Untuk kenaikan tunjangan perumahan, menurut Taufik, ada standarnya. Kenaikannya kini Rp 10 juta.
”Makanya, ketika ada angka gaji dDwan naik Rp 26 miliar, kalau dibagi-bagi, akan naik Rp 10 juta karena ada pengenaan pajak progresif 30 persen sesuai aturan baru. Kalau dulu penghasilan Dewan dipotong PPh 21, sekarang pajak progresif 30 persen sesuai aturan Permenkeu,” kata Taufik.
Di dalam evaluasi rekomendasi Kemendagri, poin kenaikan tunjangan perumahan menjadi poin yang harus memperhatikan asas kepatutan kewajaran, rasionalitas, standar harga setempat yang berlaku, serta standar luas bangunan dan lahan rumah negara sesuai dengan ketentuan peraturan perundang-undangan.
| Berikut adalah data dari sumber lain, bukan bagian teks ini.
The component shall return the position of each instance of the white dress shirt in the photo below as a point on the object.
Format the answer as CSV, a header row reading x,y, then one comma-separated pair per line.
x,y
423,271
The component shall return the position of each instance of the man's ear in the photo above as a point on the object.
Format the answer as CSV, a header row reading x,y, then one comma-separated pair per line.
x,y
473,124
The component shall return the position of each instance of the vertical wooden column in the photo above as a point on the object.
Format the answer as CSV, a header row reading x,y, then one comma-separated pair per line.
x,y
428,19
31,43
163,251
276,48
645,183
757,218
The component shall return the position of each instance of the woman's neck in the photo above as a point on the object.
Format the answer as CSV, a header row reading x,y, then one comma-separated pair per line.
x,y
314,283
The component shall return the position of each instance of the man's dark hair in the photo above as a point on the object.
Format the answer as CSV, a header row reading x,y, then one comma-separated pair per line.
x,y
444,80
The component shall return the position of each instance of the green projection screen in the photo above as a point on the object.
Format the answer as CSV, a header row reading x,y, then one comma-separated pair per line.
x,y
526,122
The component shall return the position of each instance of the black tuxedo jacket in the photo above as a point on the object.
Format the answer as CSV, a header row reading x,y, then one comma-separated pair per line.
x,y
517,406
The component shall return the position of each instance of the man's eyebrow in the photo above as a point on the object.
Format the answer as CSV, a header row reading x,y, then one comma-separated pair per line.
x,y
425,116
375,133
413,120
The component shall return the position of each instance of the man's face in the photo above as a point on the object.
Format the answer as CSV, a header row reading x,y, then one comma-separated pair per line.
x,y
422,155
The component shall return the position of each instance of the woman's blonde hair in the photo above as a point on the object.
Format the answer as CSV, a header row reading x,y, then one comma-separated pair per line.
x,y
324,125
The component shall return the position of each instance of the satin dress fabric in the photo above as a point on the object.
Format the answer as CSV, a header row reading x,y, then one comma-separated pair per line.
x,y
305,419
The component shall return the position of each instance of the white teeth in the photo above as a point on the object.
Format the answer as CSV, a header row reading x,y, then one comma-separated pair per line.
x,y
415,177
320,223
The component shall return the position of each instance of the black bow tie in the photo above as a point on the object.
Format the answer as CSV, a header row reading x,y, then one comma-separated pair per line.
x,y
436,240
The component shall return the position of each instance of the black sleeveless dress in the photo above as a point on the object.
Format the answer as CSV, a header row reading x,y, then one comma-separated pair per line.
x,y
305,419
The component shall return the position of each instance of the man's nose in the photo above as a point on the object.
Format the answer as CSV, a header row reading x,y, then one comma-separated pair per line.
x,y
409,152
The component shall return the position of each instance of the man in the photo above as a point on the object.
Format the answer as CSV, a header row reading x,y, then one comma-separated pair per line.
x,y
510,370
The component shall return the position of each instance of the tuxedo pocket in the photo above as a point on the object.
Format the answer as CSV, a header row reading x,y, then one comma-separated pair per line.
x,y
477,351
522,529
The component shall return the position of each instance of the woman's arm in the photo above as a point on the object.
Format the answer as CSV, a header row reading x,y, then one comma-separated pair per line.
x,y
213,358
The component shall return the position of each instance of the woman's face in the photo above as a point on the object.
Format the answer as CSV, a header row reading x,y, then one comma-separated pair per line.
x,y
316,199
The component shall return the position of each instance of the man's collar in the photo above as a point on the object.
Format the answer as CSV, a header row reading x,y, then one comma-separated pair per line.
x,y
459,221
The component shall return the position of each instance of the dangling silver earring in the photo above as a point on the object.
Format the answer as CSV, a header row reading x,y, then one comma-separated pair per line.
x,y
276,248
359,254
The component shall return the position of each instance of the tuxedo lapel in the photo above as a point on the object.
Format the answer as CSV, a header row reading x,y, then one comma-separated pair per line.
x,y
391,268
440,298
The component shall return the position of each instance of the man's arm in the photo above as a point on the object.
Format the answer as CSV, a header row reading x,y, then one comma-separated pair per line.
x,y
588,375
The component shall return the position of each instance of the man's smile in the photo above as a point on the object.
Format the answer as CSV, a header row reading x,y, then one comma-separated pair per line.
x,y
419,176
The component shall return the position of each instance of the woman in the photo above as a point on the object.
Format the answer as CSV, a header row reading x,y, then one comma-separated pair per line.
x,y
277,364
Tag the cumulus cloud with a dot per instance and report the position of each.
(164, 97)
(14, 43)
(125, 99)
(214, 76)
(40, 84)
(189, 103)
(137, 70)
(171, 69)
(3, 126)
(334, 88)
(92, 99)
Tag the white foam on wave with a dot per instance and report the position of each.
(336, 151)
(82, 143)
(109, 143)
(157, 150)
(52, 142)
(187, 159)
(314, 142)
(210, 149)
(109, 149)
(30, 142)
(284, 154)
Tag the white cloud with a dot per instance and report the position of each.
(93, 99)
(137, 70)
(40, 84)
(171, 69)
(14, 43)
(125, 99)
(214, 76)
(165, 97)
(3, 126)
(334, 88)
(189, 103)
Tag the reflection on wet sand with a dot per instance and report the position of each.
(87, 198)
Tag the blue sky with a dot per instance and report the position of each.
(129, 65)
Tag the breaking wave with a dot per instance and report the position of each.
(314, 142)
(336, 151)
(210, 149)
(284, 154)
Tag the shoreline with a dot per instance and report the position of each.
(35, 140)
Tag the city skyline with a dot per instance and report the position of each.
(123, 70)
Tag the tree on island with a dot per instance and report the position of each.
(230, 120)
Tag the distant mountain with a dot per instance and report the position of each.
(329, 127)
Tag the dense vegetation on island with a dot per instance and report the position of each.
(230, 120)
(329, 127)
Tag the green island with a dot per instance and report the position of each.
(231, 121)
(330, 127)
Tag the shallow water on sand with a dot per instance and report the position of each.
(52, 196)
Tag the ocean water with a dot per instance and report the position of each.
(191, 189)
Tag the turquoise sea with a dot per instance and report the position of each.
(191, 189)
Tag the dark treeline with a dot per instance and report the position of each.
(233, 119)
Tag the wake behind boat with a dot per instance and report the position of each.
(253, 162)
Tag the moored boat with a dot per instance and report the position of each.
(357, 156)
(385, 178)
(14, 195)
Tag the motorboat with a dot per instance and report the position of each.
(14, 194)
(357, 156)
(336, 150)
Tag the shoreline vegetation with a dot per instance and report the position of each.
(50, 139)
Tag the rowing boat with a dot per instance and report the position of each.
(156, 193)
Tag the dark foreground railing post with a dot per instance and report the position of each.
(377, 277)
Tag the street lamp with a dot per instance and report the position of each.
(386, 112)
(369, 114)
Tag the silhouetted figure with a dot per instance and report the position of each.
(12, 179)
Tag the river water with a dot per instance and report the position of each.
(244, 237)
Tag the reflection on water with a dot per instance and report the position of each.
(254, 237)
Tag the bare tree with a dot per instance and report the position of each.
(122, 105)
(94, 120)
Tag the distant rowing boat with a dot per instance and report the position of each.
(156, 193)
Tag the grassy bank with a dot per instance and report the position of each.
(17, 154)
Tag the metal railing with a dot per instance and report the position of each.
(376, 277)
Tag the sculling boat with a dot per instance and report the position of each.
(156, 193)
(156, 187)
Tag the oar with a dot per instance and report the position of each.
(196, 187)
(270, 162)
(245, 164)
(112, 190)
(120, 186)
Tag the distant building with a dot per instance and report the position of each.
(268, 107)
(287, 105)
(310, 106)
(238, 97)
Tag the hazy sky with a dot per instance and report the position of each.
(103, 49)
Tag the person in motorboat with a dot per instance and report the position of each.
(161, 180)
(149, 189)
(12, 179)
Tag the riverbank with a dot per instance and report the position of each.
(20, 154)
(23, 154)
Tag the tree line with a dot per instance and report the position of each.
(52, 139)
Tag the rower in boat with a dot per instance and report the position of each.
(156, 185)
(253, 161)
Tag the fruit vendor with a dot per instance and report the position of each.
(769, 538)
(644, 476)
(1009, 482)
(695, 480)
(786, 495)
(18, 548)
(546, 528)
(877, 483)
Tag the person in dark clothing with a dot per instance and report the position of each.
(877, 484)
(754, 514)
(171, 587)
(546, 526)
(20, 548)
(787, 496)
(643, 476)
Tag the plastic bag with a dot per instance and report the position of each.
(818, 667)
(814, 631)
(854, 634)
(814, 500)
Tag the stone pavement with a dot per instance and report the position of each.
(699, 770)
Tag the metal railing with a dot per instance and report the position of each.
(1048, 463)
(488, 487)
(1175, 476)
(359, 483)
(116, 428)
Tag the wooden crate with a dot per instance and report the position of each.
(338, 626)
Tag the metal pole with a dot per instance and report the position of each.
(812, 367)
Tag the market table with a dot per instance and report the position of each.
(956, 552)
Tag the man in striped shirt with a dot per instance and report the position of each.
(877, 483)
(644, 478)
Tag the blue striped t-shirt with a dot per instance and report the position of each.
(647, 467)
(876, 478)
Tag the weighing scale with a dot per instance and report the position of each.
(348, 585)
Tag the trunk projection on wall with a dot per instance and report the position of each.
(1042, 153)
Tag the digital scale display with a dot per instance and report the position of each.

”Ya, kita lihat saja, ini patut atau tidak. Kalau Kemendagri mau revisi, ya, revisi saja,” katanya.
Kepala Pusat Penerangan Kemendagri Benni Irwan yang coba dihubungi terkait evaluasi rekomendasi Kemendagri atas RAPBD DKI 2022, belum juga merespons upaya konfirmasi Kompas.